Costa slings gun suspicion against Mufti

January 15, 2003
Issue 

BY JONATHAN STRAUSS

SYDNEY — NSW police officers subjected the Mufti of Australia and Imam of the Lakemba mosque, Sheikh Taj el-Din al Hilaly, to demands for a body search on January 6.

According to al Hilaly's lawyer, Stephen Hopper, as a result of the incident al Hilaly is planning to "claim ... unlawful arrest, unlawful detention and assault" against the police. The police are threatening to charge al Hilaly and Ahmed Cheitah with assaulting police.

A police officer stopped al Hilaly on a major road of a suburb near the mosque, allegedly because some tubing protruded from a window of the car al Hilaly was driving.

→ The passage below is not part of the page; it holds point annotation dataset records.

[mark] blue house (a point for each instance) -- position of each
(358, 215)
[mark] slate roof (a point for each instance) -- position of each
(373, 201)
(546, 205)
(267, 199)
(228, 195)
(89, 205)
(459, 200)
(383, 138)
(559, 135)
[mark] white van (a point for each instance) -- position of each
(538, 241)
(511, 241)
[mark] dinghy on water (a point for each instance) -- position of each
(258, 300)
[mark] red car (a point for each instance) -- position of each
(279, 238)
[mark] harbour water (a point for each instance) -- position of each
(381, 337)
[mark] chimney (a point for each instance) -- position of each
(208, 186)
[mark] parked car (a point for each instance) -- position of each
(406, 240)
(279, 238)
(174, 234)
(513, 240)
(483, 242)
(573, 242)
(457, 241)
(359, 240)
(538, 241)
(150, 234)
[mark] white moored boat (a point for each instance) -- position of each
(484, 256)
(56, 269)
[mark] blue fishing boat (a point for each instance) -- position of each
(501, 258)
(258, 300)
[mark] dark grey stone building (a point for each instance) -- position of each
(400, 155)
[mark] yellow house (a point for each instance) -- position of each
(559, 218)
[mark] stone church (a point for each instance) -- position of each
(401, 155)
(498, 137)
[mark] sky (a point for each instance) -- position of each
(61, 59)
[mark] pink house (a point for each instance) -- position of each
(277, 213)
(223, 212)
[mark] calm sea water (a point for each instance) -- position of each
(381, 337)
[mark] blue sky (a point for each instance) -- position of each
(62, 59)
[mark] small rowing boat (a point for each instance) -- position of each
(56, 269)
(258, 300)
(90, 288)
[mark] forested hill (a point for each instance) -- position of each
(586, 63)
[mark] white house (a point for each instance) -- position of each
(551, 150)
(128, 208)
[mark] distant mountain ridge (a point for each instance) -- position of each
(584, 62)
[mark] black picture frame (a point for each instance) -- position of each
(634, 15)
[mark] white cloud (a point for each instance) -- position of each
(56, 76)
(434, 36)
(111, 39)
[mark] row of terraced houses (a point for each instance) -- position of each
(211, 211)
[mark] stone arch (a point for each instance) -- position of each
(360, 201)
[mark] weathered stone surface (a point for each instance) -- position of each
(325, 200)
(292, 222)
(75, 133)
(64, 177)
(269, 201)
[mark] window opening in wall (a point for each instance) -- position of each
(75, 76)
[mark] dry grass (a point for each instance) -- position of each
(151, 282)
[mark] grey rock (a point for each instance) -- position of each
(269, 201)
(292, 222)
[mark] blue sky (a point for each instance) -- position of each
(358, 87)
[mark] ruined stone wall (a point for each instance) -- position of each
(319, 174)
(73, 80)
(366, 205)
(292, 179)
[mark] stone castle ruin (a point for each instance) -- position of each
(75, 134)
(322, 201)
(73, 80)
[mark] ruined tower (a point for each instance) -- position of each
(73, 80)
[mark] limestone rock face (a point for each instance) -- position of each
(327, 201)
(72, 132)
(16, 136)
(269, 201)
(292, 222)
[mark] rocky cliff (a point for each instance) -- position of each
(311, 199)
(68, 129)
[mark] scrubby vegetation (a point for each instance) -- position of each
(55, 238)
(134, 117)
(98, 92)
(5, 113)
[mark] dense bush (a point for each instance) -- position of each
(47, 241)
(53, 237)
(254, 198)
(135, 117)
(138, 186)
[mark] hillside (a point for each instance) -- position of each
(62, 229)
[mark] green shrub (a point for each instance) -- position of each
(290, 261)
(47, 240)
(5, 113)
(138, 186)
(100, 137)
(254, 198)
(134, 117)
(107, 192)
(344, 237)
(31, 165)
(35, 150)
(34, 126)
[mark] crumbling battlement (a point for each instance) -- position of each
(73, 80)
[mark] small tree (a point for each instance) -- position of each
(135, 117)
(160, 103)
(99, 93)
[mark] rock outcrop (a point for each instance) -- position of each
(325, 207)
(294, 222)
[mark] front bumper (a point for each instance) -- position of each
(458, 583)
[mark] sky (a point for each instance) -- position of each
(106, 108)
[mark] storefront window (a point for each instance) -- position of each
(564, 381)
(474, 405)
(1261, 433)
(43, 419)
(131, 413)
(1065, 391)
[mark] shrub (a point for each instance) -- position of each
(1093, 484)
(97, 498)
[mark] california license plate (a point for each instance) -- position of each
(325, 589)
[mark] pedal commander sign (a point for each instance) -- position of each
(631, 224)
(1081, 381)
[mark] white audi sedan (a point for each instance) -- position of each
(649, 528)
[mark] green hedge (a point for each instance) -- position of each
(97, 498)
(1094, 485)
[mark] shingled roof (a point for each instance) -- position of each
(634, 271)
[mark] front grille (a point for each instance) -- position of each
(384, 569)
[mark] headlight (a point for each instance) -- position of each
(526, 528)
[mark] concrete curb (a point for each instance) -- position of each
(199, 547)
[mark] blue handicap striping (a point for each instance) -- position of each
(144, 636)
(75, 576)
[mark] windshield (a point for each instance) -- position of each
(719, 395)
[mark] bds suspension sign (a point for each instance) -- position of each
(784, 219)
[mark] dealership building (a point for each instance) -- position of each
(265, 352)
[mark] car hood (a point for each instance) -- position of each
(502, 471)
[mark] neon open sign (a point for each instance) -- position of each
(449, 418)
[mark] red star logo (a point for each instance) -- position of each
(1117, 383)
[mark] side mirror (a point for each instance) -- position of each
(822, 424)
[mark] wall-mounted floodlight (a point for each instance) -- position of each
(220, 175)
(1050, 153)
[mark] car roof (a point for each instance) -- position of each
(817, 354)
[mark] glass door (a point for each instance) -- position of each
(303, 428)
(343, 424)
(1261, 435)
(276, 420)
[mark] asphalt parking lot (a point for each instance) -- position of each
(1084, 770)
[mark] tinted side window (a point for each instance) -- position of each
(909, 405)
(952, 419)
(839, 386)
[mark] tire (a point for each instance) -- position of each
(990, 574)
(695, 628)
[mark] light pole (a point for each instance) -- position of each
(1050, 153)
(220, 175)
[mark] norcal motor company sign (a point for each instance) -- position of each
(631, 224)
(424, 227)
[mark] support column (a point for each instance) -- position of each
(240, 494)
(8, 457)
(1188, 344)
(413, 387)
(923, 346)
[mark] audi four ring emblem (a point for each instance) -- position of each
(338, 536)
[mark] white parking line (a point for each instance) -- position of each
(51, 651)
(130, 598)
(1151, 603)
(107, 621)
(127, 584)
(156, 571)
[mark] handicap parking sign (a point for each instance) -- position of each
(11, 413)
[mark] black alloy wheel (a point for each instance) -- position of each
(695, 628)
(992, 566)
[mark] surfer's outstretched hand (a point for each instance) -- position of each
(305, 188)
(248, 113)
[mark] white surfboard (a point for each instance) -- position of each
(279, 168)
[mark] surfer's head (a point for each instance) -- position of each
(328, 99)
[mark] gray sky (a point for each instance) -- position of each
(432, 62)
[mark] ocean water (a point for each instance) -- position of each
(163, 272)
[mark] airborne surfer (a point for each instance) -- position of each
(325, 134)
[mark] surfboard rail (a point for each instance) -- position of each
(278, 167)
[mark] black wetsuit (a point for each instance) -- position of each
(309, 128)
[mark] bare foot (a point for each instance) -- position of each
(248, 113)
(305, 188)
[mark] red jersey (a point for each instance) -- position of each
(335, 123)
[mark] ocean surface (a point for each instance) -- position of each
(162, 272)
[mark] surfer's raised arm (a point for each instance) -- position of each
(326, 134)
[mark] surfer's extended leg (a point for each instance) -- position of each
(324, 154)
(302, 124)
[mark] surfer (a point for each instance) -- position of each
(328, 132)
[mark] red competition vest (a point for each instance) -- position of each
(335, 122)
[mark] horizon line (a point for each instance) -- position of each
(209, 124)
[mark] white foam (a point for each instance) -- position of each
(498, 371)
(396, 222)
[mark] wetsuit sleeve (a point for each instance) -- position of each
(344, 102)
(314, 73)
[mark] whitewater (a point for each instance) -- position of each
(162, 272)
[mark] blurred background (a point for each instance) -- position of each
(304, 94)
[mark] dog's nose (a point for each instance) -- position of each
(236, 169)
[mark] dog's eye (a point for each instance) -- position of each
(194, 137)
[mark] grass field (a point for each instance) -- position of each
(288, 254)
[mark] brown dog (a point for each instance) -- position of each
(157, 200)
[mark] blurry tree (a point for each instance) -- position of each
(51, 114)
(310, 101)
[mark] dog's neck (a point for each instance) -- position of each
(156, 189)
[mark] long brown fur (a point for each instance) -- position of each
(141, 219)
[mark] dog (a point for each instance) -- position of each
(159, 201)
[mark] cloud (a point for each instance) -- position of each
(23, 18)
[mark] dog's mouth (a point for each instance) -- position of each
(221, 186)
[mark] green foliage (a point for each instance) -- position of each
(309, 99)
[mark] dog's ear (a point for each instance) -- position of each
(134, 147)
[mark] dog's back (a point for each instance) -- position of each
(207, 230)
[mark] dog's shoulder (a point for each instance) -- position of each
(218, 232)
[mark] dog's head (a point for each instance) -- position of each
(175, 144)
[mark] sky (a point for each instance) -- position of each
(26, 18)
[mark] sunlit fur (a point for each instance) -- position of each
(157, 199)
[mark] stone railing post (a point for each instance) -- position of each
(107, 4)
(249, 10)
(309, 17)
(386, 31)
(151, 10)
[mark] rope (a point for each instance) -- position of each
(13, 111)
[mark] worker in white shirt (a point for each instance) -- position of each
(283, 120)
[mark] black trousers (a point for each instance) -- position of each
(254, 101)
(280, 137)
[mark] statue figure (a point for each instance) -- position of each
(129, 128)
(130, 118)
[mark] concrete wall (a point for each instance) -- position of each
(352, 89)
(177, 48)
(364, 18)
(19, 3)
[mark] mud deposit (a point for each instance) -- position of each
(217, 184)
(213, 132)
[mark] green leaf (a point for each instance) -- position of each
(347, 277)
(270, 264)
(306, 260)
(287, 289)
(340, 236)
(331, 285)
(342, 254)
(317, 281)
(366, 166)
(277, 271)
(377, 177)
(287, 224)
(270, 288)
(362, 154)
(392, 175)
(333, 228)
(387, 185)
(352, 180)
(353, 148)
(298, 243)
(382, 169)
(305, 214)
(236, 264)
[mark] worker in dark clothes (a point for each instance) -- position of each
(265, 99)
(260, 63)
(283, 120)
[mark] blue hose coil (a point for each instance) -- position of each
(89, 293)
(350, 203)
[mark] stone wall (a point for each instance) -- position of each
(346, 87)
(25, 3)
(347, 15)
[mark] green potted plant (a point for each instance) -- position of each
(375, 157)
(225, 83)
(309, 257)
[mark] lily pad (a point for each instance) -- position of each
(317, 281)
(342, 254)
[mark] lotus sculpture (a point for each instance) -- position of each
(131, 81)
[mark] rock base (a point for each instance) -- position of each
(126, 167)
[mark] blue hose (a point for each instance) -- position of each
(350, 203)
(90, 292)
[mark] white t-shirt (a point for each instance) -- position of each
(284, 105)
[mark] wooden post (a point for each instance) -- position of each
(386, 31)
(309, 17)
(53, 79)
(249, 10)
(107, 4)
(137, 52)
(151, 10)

The January 9 Australian reported, however, that NSW police minister Michael Costa has since said an attempt to search al Hilaly began because police had access to four-year-old reports, probably provided by the Australian Secret Intelligence Organisation, claiming al Hilaly carried a gun. When al Hilaly was subsequently arrested, he was searched: the police do not claim to have found a weapon.

Hopper told Green Left Weekly, that these matters were "unrelated". He said, "the police action should be called into question, rather than the sheikh's. A number of officers acted, in our view, beyond their powers."

Hopper and others supporting al Hilaly, such as Keysar Trad from the Lebanese Muslim Association, have stressed they believe the incident to be "an isolated [one involving] an isolated officer".

This incident has occurred, however, in the context of both a continuing "law and order" hysteria, supported by the state Labor government, directed in particular against people of Lebanese descent in Sydney and the actions and rhetoric of the federal Coalition and state ALP governments' "war against terror".

Trad told Green Left Weekly that the incident is an "issue of grave concern", but as he also told the ABC's 7.30 Report, "some elements on talkback [radio] ... are focusing on an issue and twisting it out of perspective ... they should be careful in what they're doing".

Sydney's talkback radio, and the tabloid Daily Telegraph, have given significant coverage to the story.

From Green Left Weekly, January 15, 2003.